The Blinds by Adam Sternbergh: This one has an interesting premise: a tiny town made up of criminals and innocents (those who witnessed crimes/testified, etc.) who have had different degrees of their memories altered so that they just don’t remember the crime(s). Now that there’s been a suicide and a murder, does that mean the residents will always be who they were prior to their crimes/traumas being erased from their minds? Not only a solid and interesting mystery from beginning to end, but this had one of the best climactic scenes.
Overturned by Lamar Giles: A character I adored and an ending that stayed within the realm of possibility–be still my beating heart! Nikki Tate should only be focused on school (and being a teenager), but with her dad in prison she’s basically running the family business, playing in illegal card games, and trying to figure out what is going on between her mother and a man. Then her dad is exonerated and what should be a happy time only adds to the mystery of how he was sent to prison for something he didn’t do…
The Good Daughter by Karin Slaughter: I had to read this one with breaks because it was so intense in the trauma (all the trigger warnings) but it was so exceptional I couldn’t stay away from it.

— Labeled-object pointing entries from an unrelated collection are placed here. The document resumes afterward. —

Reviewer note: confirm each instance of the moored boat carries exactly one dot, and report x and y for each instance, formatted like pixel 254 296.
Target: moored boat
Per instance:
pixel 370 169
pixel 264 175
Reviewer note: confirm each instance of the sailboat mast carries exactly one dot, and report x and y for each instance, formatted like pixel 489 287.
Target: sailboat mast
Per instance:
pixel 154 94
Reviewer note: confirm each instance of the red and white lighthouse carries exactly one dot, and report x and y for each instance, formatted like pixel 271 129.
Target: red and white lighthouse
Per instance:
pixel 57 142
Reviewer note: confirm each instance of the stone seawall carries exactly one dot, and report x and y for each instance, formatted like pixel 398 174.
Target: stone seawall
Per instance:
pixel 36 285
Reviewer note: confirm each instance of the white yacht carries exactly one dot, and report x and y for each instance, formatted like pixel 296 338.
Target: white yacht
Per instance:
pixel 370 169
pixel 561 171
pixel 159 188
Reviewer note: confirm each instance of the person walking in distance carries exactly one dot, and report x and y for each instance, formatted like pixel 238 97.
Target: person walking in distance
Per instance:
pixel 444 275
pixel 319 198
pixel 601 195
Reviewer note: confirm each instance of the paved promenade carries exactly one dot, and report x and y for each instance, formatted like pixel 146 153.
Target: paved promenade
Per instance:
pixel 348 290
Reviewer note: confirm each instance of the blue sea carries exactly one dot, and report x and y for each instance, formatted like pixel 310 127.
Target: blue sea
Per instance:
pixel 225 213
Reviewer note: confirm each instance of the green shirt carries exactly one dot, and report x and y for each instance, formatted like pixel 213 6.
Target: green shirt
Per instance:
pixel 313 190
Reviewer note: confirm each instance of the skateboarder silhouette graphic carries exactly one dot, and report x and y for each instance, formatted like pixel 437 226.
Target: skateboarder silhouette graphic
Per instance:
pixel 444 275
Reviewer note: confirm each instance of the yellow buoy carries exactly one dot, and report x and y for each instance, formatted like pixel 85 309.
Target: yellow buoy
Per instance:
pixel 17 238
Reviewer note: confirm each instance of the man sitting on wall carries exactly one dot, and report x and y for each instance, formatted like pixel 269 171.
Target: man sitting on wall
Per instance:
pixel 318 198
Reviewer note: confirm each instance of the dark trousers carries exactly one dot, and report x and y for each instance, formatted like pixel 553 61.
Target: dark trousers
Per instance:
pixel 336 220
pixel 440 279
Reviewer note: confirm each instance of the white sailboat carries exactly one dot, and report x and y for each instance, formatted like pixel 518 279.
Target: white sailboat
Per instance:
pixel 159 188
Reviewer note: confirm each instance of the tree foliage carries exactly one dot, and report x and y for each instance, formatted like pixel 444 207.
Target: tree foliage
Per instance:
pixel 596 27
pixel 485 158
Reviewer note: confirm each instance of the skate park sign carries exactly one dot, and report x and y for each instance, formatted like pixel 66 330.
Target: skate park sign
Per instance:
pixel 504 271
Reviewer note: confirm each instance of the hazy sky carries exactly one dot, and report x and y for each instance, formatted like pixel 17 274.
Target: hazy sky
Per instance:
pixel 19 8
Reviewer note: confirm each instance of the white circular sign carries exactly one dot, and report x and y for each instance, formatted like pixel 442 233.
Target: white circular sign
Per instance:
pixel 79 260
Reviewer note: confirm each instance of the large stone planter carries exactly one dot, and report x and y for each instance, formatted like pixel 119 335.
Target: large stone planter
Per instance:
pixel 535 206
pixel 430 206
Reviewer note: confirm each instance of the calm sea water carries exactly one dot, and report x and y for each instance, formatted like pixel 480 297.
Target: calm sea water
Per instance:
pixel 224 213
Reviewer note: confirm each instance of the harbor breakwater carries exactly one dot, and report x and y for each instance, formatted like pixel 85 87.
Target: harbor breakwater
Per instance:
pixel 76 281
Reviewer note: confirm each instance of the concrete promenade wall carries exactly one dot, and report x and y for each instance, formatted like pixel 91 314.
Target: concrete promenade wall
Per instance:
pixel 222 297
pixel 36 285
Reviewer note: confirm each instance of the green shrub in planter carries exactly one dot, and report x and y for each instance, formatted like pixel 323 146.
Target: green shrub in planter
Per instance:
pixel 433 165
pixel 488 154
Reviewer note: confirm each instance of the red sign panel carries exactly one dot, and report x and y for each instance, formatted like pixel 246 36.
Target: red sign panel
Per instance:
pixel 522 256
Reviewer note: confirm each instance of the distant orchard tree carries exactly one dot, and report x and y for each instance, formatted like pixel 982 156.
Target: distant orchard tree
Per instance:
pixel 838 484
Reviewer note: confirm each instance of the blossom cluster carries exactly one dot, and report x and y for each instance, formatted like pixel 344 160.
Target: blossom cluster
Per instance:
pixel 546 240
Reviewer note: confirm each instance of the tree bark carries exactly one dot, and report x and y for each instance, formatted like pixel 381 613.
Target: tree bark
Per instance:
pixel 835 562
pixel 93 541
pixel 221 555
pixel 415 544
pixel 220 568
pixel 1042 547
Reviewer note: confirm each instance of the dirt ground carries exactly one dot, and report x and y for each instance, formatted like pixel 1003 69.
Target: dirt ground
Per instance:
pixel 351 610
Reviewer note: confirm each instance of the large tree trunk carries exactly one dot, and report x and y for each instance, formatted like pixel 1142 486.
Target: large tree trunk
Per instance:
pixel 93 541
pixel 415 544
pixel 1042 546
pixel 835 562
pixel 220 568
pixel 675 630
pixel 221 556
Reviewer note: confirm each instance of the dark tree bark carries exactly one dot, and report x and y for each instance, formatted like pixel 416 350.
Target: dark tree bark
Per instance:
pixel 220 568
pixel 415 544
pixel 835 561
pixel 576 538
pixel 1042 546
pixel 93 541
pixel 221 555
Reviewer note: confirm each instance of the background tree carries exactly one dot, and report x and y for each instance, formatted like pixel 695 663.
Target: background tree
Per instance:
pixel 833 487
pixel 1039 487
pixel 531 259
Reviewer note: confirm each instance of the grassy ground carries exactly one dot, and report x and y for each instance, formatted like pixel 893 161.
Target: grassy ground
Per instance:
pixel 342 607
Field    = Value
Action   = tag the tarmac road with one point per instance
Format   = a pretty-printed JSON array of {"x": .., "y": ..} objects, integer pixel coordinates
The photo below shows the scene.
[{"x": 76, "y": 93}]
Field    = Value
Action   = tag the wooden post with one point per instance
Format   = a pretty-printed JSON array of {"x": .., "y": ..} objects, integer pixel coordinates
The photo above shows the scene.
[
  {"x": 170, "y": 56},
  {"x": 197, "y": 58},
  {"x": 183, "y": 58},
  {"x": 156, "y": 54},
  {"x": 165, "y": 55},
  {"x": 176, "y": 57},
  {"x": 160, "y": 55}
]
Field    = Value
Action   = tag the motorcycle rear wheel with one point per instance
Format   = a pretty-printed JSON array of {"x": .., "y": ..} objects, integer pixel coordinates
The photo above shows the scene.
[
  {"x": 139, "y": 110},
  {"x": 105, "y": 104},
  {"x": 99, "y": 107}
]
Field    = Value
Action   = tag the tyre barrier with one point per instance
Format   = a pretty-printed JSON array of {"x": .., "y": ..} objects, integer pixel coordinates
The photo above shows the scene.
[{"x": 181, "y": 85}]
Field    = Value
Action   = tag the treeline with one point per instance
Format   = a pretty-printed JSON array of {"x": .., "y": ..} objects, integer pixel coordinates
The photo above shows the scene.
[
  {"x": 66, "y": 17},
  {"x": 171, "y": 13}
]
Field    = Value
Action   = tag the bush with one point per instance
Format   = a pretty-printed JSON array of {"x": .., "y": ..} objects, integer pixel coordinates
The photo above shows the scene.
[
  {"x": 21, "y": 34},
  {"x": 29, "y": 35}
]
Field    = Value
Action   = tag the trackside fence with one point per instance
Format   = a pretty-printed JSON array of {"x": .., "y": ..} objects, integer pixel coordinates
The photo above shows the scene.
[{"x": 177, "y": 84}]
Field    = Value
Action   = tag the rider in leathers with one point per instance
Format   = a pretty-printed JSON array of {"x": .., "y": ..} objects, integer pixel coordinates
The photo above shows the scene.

Almost thirty years after her family was violently attacked, Charlie, the youngest daughter, finds herself in another violent tragedy. Still living in the small town she grew up in, things take an even worse turn when her father decides to represent the person accused of the crime Charlie just witnessed. This event dredges up the trauma from Charlie’s childhood, and as much as she wants to forget it, she’s now about to relive it. The characters have so much depth, the mystery has plenty of twists, the lawyering scenes are excellent, and there are tiny bursts of humor throughout that perfectly deflate the tension, making clear Slaughter is a gifted writer.
Righteous (IQ #2) by Joe Ide: Ide brings to life the ethnically diverse community of East Long Beach without creating stereotypical caricatures, but rather by creating people with full backstories and lives in a crime novel where no one is necessarily all good, but everyone is human. Isaiah Quintabe (IQ) has his plate full: he’s trying to solve his brother’s hit-and-run; a childhood crush needs his services to help her sister in Las Vegas; he’s realized that he’s lonely and maybe he should try to work on getting along better with friends like Dodson–a not-always-happy-to-be-dragged-along side-kick of sorts; with his refusal to let things go he ends up in the crosshairs of multiple gangs. From East Long Beach to Vegas, strap in for a great ride!